The mom of two recently told Sydney, Australia’s The Daily Telegraph, “I get to live my childhood all over again. My daughter is 7, so we’re starting to watch all the fun movies together, like The Sound of Music.”
Richie, 33, adds, “You know, I’ve been wanting to re-watch those movies, but I’ve been too embarrassed to watch them by myself.”
The fashion designer, who has two children, Harlow Winter Kate, 7, and Sparrow James Midnight, 5, with husband Joel Madden, seems like your typical mom, trying to figure it out as she goes, but loving it all the while.
“Every day I have to leave the house before 7 a.m.,” she says. “I have kids and I have to go straight to work. I can’t be that person who spends hours getting ready … I don’t like to do that.”
However, being a working mom, Richie finds that balancing it all can be tough.

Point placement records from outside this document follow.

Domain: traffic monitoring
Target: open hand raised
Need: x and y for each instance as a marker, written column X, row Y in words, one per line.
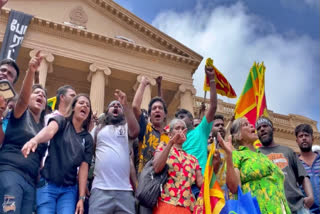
column 121, row 97
column 35, row 62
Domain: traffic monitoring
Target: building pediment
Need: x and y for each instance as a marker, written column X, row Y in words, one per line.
column 106, row 18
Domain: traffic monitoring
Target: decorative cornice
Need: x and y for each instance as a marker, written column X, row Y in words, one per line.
column 155, row 35
column 73, row 33
column 93, row 68
column 45, row 54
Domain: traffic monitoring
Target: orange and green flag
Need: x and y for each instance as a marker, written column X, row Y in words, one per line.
column 211, row 198
column 223, row 87
column 52, row 102
column 252, row 102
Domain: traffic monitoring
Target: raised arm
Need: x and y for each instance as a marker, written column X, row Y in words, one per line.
column 233, row 174
column 2, row 103
column 83, row 176
column 26, row 89
column 43, row 136
column 133, row 125
column 2, row 3
column 137, row 100
column 160, row 157
column 213, row 94
column 309, row 200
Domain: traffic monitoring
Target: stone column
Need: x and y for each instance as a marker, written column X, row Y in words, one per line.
column 147, row 92
column 186, row 97
column 99, row 79
column 45, row 65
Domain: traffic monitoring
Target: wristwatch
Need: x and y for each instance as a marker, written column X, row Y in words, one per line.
column 83, row 198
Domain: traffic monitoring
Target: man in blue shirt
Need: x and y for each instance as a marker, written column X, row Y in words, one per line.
column 311, row 162
column 197, row 138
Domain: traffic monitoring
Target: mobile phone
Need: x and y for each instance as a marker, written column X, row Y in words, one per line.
column 6, row 89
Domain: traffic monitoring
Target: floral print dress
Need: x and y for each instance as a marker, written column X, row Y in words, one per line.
column 181, row 176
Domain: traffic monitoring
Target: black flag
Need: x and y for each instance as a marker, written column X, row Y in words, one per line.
column 18, row 23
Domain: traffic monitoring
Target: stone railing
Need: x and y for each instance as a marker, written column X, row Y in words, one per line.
column 283, row 122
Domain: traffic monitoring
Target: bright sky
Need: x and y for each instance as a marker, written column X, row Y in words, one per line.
column 282, row 33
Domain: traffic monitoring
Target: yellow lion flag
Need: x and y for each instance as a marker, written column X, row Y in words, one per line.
column 223, row 87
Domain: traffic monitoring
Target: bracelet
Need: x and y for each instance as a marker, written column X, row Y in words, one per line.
column 83, row 198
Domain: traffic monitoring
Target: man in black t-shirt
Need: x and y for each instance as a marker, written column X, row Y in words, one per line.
column 286, row 159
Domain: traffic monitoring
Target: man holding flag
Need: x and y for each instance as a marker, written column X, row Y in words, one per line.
column 196, row 142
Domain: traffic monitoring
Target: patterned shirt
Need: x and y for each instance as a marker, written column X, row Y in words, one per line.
column 181, row 175
column 263, row 179
column 314, row 174
column 149, row 139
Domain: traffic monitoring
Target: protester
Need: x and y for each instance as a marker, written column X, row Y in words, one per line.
column 2, row 3
column 9, row 70
column 7, row 113
column 184, row 170
column 310, row 161
column 287, row 160
column 111, row 189
column 219, row 161
column 151, row 133
column 252, row 170
column 64, row 96
column 18, row 174
column 197, row 121
column 196, row 143
column 71, row 146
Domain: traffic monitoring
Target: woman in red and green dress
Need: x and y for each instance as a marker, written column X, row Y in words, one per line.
column 252, row 170
column 184, row 170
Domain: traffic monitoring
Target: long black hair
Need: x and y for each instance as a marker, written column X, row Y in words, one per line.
column 70, row 112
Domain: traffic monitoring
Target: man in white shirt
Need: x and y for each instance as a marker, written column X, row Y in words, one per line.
column 111, row 189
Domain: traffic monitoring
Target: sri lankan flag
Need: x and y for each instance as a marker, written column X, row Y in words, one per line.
column 252, row 102
column 52, row 102
column 223, row 87
column 211, row 198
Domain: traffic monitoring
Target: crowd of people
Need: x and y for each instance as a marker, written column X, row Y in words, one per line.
column 69, row 161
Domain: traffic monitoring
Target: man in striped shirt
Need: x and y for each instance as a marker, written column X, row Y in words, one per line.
column 310, row 160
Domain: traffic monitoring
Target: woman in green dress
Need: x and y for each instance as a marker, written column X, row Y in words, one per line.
column 252, row 170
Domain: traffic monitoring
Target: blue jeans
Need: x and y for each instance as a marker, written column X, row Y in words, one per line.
column 52, row 199
column 16, row 194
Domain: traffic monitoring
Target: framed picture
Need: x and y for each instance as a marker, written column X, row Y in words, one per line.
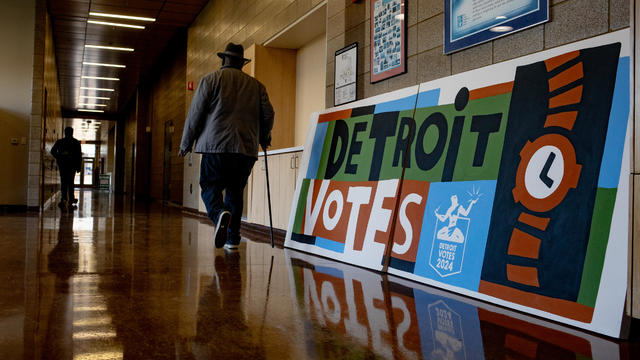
column 388, row 39
column 346, row 70
column 471, row 22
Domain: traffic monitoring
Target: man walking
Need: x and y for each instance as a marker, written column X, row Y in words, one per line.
column 68, row 154
column 229, row 118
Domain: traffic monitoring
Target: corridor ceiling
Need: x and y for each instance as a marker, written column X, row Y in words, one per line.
column 79, row 25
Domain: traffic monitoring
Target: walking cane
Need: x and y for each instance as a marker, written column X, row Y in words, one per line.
column 266, row 171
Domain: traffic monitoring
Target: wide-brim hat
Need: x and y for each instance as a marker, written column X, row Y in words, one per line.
column 234, row 50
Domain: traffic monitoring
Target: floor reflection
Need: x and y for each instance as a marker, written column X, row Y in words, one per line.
column 124, row 280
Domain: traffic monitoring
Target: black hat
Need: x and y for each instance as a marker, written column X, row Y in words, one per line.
column 234, row 50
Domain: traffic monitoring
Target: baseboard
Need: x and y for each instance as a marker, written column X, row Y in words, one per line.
column 13, row 208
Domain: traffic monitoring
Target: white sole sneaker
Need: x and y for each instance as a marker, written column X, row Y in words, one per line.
column 220, row 236
column 231, row 246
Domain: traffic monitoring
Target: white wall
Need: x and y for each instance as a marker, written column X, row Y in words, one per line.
column 17, row 30
column 310, row 84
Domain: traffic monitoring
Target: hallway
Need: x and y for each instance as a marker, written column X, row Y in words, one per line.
column 122, row 280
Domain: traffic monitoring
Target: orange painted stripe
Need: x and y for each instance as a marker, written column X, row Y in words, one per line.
column 492, row 90
column 525, row 275
column 566, row 308
column 554, row 62
column 521, row 345
column 560, row 339
column 525, row 245
column 336, row 115
column 534, row 221
column 568, row 97
column 566, row 77
column 564, row 119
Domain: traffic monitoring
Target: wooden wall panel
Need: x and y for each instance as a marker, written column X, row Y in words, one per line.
column 168, row 106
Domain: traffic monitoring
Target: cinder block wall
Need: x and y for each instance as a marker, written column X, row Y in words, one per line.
column 570, row 21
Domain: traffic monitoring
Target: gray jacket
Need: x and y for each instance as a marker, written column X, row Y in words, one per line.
column 230, row 113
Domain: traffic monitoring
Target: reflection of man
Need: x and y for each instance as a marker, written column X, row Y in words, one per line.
column 451, row 232
column 68, row 154
column 221, row 330
column 230, row 116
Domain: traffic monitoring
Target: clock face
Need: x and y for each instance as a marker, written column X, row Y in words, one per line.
column 544, row 172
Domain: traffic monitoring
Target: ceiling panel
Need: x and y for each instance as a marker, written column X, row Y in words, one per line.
column 72, row 32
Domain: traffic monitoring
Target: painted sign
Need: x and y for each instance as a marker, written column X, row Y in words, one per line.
column 471, row 22
column 507, row 183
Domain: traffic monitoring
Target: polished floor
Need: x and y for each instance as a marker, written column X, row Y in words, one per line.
column 119, row 280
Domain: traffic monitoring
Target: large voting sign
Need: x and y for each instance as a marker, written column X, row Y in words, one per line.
column 508, row 183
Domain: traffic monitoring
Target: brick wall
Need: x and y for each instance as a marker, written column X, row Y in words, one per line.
column 570, row 20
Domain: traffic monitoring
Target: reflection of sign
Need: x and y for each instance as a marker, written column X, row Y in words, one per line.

“A common conversation I’ve been having since my eldest started school, one I’m constantly hearing from different moms, is: What’s the appropriate amount of time to be at work and what’s the appropriate amount of time to be at home?” she says.
“First of all, I think it’s so incredible that we’re in a time when we can be open about these things; be vulnerable with each other — because I know my mom didn’t have that … Women are no longer ashamed to say, ‘Oh, this is so hard! I’m worried I’m not doing a good job.’ Women are supporting each other in that space, which I think is so awesome.”
The fashionista herself had a bit of a rocky youth, which in turn, may be beneficial in her parenting skills. “Look, I believe everything in your life is an opportunity to learn and grow, and that’s what I was probably doing [back then],” she explains of her days with Paris Hilton on The Simple Life.
With her little ones growing quickly, Richie reassures herself that there is no need to stress. “Right now, I know how to be a mother to [a 7-year-old]. When they were born, I knew how to be a mom to a baby,” she says.
“I will have to see how I’m going to be when they’re teenagers, but I think it also depends on who they end up being. I don’t believe in black-and-white parenting … I’m going to have to figure it out as it happens.”